The US Senate subcommittee that funds the Department of Health and Human Services yesterday passed a spending bill for 2014 that would provide a small increase for the National Institutes of Health.
The bill would provide $30.96 billion for NIH next year, an increase of $307 million over the 2013 pre-sequestration funding level. That number is just short of the $31.09 billion that the Obama Administration requested in its 2014 budget proposal earlier this year.

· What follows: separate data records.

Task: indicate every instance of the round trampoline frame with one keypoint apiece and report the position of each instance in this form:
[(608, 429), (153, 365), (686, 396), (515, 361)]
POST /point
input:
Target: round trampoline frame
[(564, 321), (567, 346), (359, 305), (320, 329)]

According to Nature, the funding bill also would quintuple funding for the Cures Acceleration Network, an NIH effort to support translational medicine projects, boosting the program to $50 million.
The spending plan also would appropriate $276 million, $51 million more than the White House proposed, to fund the Institutional Development Awards Program, which provides funding to build up research infrastructure in states that have historically low levels of NIH funding.
The bill also would expand to other agencies the open access policy that is now operating at NIH, which requires that investigators deposit manuscripts derived from taxpayer-funded research, to include other agencies in the Department of Health and Human Services, Nature says.
If the subcommittee plan makes it past the full Senate Appropriations Committee it will still face a stiff challenge in passing the House of Representatives, because the Senate assumes that the sequestration will be avoided, as United for Medical Research points out.
The sequestration would cut an estimated $1.6 billion from NIH’s budget next year, UMR notes.